What is the purpose of inferential statistics? How is it different than descriptive statistics? Are they complementary or competitive?
Why do we care about probability at all when we are talking about inferential statistics?
What are the four steps involved in hypothesis testing?
What is meant by specifying the null hypothesis? What about the alternative hypothesis? What is the benefit of being so specific about the hypotheses?
As discussed in class, what are the differences between the "classical" and "contemporary" approaches to hypothesis testing?
With inferential statistics, the goal is to reject the null hypothesis. What does this mean?
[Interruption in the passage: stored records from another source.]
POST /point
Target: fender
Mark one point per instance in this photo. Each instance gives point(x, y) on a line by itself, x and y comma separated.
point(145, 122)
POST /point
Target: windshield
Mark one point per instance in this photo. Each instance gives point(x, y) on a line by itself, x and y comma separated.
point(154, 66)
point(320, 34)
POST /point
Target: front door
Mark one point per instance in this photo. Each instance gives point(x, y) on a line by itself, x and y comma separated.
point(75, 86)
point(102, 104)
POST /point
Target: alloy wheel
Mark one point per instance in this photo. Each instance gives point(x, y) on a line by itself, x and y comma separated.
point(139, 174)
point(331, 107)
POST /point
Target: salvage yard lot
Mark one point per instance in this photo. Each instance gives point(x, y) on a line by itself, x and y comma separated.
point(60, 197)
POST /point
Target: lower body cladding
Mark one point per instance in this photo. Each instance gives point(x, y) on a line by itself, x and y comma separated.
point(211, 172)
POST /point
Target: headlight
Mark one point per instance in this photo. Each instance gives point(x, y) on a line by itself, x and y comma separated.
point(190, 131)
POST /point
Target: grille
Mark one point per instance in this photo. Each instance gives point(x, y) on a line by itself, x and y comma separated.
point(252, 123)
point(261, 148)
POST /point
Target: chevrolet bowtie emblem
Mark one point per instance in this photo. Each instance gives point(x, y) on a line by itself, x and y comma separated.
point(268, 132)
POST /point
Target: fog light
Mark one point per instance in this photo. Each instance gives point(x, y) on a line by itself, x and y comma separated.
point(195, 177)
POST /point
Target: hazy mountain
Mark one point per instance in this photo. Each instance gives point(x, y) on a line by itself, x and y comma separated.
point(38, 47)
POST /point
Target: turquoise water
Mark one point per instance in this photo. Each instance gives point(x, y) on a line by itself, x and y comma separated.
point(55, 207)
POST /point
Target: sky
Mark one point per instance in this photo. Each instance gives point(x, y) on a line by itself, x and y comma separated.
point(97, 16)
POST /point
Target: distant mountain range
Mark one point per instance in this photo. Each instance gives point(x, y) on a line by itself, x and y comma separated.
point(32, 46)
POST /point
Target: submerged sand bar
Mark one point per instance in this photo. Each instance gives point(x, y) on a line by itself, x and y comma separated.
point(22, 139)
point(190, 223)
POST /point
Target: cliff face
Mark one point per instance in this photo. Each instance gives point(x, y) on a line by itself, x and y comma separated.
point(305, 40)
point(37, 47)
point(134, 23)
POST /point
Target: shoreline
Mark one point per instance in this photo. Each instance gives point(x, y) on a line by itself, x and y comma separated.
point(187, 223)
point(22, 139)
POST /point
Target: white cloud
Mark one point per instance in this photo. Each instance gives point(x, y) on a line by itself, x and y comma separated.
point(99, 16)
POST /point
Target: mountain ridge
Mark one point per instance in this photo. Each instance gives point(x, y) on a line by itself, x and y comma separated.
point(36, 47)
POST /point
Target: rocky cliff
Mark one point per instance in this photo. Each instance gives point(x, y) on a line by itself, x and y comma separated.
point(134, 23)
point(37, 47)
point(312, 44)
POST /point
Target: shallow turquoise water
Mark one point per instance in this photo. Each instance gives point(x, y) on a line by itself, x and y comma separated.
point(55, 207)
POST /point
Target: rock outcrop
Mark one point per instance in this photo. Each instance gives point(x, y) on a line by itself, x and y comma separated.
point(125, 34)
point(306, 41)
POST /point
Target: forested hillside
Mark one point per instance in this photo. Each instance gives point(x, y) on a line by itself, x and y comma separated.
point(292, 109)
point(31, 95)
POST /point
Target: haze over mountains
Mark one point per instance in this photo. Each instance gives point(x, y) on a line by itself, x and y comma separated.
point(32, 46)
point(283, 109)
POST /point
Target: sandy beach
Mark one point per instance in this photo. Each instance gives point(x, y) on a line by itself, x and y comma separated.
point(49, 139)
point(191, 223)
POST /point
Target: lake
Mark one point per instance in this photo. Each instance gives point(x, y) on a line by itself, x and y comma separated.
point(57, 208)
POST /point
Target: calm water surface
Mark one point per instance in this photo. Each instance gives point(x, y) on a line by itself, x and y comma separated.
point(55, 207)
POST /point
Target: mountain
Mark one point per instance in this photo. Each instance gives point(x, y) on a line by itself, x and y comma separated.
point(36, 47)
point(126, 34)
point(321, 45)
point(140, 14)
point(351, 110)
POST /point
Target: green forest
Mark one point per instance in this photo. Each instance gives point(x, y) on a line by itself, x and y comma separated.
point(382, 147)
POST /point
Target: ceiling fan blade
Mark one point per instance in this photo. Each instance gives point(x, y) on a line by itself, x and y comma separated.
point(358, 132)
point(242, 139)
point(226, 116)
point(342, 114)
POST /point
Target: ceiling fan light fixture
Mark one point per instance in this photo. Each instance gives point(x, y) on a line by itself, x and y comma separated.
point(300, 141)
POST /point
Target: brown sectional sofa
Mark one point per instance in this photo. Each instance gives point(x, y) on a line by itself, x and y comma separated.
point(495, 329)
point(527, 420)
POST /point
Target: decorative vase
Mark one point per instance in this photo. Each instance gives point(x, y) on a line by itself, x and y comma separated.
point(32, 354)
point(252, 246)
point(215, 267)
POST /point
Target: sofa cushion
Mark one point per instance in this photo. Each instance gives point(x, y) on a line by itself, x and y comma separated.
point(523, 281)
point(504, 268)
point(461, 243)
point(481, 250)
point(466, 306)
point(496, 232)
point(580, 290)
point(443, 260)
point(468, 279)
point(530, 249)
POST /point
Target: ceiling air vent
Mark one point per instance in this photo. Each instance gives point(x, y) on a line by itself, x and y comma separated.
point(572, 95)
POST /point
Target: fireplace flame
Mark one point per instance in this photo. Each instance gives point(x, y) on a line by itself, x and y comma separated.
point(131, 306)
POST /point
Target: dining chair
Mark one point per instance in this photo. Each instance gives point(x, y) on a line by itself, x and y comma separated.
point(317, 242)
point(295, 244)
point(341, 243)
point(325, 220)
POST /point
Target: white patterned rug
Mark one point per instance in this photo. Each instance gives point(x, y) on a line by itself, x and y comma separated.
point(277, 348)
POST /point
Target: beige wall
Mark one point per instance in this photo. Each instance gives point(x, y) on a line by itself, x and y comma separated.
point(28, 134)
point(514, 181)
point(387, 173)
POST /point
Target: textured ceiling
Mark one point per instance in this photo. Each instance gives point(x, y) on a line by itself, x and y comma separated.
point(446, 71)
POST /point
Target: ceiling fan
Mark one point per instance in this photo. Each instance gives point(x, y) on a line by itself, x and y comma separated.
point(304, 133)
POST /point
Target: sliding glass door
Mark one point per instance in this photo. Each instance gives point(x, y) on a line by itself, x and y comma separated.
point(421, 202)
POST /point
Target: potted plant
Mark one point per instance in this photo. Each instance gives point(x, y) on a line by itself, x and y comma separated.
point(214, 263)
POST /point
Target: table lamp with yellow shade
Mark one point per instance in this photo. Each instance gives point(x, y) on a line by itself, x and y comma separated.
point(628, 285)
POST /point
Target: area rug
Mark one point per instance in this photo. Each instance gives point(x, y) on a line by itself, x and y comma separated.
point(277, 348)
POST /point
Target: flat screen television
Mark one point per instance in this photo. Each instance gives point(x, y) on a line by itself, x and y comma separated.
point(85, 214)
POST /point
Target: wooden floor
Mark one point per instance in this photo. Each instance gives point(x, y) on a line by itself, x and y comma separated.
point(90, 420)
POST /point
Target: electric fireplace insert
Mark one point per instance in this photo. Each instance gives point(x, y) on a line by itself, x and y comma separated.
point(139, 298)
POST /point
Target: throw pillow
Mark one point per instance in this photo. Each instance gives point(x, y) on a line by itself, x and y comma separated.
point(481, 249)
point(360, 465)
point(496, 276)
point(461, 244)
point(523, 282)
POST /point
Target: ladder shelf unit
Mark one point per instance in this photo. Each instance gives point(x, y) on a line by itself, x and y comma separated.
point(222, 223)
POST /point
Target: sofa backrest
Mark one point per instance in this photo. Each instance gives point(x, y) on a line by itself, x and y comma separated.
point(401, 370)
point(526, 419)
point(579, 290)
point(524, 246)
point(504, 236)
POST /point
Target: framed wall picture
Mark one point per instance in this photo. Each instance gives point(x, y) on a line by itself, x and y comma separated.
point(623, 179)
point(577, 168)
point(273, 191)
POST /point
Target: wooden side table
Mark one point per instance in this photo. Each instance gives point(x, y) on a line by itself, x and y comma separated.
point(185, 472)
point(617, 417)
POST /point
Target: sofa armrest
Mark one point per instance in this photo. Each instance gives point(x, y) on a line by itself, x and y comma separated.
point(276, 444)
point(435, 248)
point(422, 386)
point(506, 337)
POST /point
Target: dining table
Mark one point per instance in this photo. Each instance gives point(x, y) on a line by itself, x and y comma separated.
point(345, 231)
Do we conclude that the alternative hypothesis is correct? Why or why not?
Why is the standard error of the mean (based on many samples) going to be smaller than the standard deviation of a single sample? In explaining your answer, be sure to describe the interpretation of a standard error of the mean.
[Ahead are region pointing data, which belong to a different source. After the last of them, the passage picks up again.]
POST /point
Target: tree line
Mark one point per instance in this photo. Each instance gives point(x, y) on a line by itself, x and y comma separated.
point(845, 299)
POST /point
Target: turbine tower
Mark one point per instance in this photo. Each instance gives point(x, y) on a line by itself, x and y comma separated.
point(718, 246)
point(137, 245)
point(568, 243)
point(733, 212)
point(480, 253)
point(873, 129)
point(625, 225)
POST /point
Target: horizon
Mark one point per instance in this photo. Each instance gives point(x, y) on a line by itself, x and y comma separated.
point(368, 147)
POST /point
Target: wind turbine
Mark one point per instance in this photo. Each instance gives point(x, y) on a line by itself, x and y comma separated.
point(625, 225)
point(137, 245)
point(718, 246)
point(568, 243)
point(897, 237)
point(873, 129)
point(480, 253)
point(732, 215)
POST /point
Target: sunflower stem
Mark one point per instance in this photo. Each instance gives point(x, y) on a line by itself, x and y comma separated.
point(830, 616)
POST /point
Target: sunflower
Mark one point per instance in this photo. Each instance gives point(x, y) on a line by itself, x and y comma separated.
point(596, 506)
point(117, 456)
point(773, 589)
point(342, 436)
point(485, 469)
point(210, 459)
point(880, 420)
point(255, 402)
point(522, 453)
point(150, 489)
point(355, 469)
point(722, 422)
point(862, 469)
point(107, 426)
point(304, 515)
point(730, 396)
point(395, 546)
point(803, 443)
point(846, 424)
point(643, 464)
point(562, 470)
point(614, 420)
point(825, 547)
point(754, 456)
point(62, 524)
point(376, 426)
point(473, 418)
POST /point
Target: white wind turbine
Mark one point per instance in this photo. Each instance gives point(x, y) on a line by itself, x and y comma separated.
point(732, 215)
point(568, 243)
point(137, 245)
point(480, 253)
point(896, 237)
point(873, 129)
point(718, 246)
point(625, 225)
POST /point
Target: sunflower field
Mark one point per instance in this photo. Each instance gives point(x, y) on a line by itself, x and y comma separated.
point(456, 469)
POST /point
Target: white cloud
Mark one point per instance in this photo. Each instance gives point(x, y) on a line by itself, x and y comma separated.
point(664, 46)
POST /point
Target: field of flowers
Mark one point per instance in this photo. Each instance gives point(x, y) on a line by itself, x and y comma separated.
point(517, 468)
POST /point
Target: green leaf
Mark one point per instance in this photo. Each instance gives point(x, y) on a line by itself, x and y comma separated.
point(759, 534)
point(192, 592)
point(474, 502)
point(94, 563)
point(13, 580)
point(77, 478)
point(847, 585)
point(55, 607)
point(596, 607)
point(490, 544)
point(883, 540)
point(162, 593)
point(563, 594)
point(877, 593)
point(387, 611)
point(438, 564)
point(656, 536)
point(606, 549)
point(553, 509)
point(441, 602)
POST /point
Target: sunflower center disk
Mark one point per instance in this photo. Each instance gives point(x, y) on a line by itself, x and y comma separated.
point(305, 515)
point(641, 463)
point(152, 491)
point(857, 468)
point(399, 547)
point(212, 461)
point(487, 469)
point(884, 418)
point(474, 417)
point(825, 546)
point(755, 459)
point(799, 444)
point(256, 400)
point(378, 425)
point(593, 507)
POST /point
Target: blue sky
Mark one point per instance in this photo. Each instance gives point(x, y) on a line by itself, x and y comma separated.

What types of error can occur when making decisions based on inference? Be specific.
Why are points beyond + or - 2 standard deviations often considered outliers by many researchers?
What does it mean if a researcher sets his/her alpha at .01, and rejects the null hypothesis? How does this differ from setting the alpha at .05 and rejecting the null? In which case is the researcher going to be most likely to reject the null hypothesis?
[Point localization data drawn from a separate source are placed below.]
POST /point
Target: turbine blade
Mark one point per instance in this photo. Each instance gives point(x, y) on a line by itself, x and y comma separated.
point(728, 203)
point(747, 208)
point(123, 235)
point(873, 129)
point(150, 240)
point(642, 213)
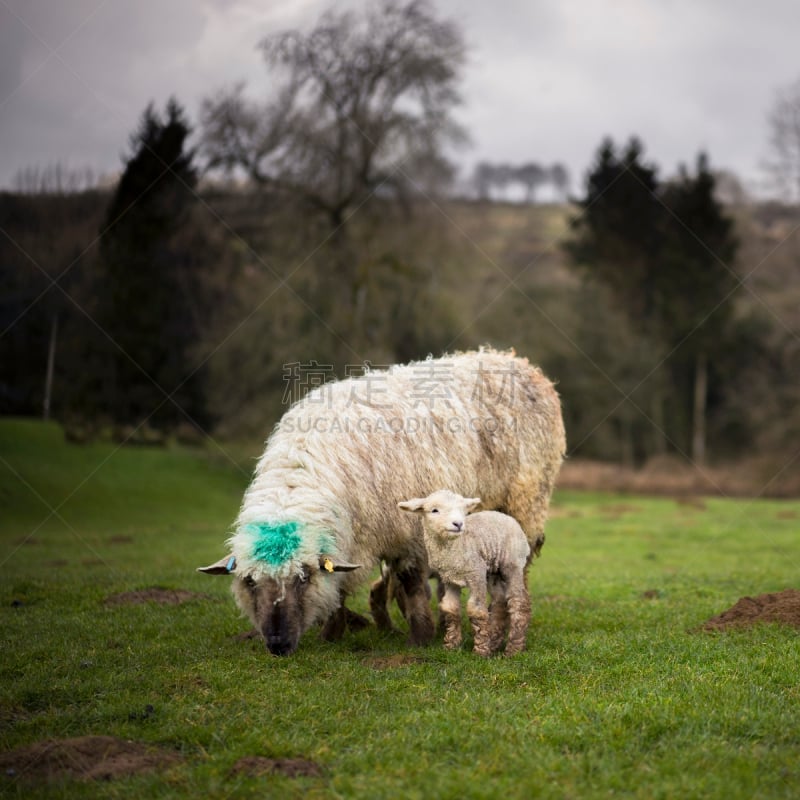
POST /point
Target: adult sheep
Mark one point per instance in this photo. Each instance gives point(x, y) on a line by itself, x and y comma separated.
point(321, 509)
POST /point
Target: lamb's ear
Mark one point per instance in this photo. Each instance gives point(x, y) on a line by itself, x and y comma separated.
point(327, 564)
point(225, 566)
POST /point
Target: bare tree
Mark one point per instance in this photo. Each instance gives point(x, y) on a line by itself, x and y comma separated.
point(784, 141)
point(55, 178)
point(363, 104)
point(531, 176)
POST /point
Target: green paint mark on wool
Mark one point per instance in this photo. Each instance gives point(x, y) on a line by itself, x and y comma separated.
point(275, 544)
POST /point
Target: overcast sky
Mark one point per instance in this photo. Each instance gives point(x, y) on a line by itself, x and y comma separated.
point(546, 79)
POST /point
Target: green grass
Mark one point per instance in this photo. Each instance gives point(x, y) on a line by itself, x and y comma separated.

What are degrees of freedom, and when do you use them?
What is the difference between a one-tailed and a two-tailed test? When would you use each (if at all)?
What is meant (and not meant) when a researcer says a finding is "statistically significant"?
What is the generic formula for the T-Test? Explain it conceptually (not mathematically).
Why would we consider using the Mann-Whitney or Wilcoxon tests, rather than the more traditional T-Tests?
What is the relationship between T-Tests and F-Tests?
What is the generic formula for the F-Test? Explain it conceptually (not mathematically). How does this relate to the generic formula for the T-Test?